Explaining the impossibility of squaring the circle mathematically can someone please explain why squaring the circle was proved impossble by the way that they were attempting to solve it?
 A: The result relies fundamentally on the theory of field extensions of $\mathbb{Q}$.  Basically, what you need to observe is that a point in the plane is constructible in one step if and only if it lies in $K_1^2\subset\mathbb{R}^2$ where $K$ is a field extension of $K_0=\mathbb{Q}$ obtained by adjoining roots of a quadratic polynomial with coefficients in $K_0=\mathbb{Q}$.  Then you show that a point is constructible in $n$-steps if and only if it lies in $K_n^2\subset\mathbb{R}^2$ where $K_n$ is a field obtained by adjoining a root of a quadratic polynomial with coefficients in some $K_{n-1}$.  That is, we just iterate the process of adjoining roots of a quadratic polynomial to our current field $n$ times.

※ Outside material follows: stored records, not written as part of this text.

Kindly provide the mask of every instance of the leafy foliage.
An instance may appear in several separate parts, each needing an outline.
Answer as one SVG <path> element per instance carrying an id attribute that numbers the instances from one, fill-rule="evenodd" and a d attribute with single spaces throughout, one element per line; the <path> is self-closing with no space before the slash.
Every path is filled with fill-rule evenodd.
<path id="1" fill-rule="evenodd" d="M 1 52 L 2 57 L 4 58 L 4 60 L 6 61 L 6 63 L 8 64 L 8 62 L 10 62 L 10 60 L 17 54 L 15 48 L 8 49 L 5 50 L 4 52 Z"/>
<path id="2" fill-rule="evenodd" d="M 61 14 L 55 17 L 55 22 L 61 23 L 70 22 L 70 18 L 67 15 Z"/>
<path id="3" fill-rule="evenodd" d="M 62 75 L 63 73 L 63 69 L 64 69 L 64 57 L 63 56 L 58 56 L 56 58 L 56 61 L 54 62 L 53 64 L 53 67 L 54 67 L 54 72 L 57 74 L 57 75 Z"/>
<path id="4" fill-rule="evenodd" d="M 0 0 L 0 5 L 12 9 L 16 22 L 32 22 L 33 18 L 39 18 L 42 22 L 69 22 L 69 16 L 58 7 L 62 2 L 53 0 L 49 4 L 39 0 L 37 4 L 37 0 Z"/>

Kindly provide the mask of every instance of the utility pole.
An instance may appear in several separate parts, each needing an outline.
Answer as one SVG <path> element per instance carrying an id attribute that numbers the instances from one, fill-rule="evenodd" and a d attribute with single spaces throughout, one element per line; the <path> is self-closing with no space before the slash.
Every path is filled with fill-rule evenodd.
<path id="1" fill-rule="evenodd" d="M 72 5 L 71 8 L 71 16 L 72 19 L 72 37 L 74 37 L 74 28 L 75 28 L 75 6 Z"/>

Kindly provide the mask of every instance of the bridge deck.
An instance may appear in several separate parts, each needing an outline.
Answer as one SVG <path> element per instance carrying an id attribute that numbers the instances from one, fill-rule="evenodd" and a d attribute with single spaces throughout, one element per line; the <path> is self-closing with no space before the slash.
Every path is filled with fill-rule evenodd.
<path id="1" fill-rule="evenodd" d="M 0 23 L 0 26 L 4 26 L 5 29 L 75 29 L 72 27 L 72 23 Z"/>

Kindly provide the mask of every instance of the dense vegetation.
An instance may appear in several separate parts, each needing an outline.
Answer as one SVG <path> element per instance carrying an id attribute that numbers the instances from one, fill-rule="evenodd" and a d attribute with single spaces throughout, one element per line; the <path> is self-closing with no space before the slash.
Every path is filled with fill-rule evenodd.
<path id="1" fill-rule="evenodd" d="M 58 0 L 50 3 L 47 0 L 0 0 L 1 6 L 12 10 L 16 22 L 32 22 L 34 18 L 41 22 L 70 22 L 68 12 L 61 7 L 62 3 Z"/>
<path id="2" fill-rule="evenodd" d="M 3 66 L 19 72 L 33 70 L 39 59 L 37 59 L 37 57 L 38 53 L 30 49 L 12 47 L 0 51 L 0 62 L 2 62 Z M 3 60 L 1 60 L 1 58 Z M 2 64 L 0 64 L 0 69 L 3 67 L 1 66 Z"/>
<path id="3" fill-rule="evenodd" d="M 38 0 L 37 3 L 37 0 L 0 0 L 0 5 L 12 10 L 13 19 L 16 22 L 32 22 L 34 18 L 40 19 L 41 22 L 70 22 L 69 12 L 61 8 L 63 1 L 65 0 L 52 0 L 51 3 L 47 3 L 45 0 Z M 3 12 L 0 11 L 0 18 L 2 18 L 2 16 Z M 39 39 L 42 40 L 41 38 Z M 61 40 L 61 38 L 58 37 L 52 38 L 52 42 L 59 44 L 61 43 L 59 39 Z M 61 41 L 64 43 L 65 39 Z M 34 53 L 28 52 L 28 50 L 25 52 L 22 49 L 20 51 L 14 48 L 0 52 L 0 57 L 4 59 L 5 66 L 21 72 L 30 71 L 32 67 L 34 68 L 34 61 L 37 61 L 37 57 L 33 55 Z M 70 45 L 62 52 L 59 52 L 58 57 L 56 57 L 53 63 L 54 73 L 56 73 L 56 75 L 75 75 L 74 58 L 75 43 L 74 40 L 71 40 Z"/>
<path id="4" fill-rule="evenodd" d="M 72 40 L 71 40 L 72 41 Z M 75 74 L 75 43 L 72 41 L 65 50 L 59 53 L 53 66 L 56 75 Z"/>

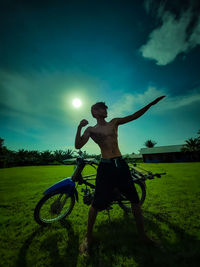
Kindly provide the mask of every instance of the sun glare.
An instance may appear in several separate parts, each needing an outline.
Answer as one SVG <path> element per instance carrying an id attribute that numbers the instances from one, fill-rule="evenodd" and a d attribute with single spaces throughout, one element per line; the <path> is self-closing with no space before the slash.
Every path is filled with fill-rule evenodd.
<path id="1" fill-rule="evenodd" d="M 75 98 L 73 101 L 72 101 L 72 104 L 75 108 L 79 108 L 81 105 L 82 105 L 82 102 L 79 98 Z"/>

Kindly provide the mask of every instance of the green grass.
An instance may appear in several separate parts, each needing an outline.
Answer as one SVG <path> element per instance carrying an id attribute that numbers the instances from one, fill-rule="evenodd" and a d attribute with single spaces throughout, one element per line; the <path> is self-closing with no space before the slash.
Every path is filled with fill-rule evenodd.
<path id="1" fill-rule="evenodd" d="M 139 242 L 132 215 L 118 206 L 100 212 L 94 226 L 91 256 L 79 255 L 86 233 L 88 206 L 79 203 L 63 222 L 37 225 L 34 208 L 43 191 L 71 175 L 72 166 L 0 169 L 0 266 L 199 266 L 200 163 L 159 163 L 141 167 L 167 172 L 148 180 L 143 205 L 145 229 L 159 239 L 166 252 Z M 93 173 L 87 167 L 83 174 Z"/>

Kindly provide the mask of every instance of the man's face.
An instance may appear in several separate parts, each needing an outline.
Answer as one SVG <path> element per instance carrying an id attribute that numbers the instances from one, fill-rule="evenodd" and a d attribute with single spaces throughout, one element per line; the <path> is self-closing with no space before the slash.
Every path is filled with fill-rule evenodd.
<path id="1" fill-rule="evenodd" d="M 107 117 L 107 110 L 106 110 L 106 108 L 97 108 L 94 110 L 94 114 L 96 117 L 106 118 Z"/>

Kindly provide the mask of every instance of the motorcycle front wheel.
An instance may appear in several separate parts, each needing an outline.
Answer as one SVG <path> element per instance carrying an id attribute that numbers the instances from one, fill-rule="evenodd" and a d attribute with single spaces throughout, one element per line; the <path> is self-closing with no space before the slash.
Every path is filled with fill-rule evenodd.
<path id="1" fill-rule="evenodd" d="M 75 197 L 67 193 L 53 192 L 40 199 L 34 210 L 35 221 L 47 226 L 68 216 L 74 207 Z"/>

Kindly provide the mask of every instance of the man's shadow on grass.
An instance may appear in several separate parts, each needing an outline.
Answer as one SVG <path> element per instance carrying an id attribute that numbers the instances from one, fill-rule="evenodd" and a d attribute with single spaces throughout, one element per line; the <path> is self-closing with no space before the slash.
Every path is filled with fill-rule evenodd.
<path id="1" fill-rule="evenodd" d="M 116 266 L 119 258 L 131 258 L 137 266 L 190 266 L 200 262 L 200 241 L 170 222 L 169 215 L 145 211 L 144 224 L 149 236 L 159 240 L 163 249 L 140 242 L 132 214 L 96 227 L 95 242 L 87 259 L 92 266 Z M 119 257 L 118 257 L 119 256 Z M 119 263 L 118 263 L 119 264 Z M 133 262 L 130 264 L 132 266 Z M 199 266 L 199 265 L 198 265 Z"/>
<path id="2" fill-rule="evenodd" d="M 52 226 L 50 225 L 47 227 L 40 227 L 25 240 L 23 246 L 20 249 L 18 259 L 16 262 L 16 266 L 17 267 L 28 266 L 26 257 L 27 257 L 27 252 L 29 250 L 31 243 L 33 243 L 36 237 L 40 237 L 41 235 L 44 235 L 46 236 L 46 238 L 40 243 L 39 250 L 48 252 L 48 255 L 50 258 L 49 266 L 75 267 L 77 265 L 77 258 L 79 255 L 79 236 L 74 233 L 74 230 L 73 230 L 73 227 L 70 221 L 64 220 L 64 221 L 61 221 L 60 224 L 63 226 L 61 229 L 66 228 L 67 235 L 68 235 L 66 246 L 64 246 L 63 248 L 65 252 L 62 256 L 59 253 L 58 243 L 63 240 L 63 234 L 62 233 L 53 233 L 53 234 L 48 233 L 47 235 L 46 233 L 51 231 Z M 37 255 L 35 255 L 35 258 L 37 258 Z"/>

The important point is that whenever you adjoin a root of a degree two polynomial in this way, you create a field extension whose degree is at most $2$ over the base field.  So any field obtained via this procedure is a finite field extension of $\mathbb{Q}$.
Then once you know that $\pi$ is trancendental over $\mathbb{Q}$, it follows that $\pi$ doesn't lie in any field extension of $\mathbb{Q}$ with finite degree.  Therefore, the point $(0,\pi)$ cannot be constructed in finitely many steps with a ruler and compass.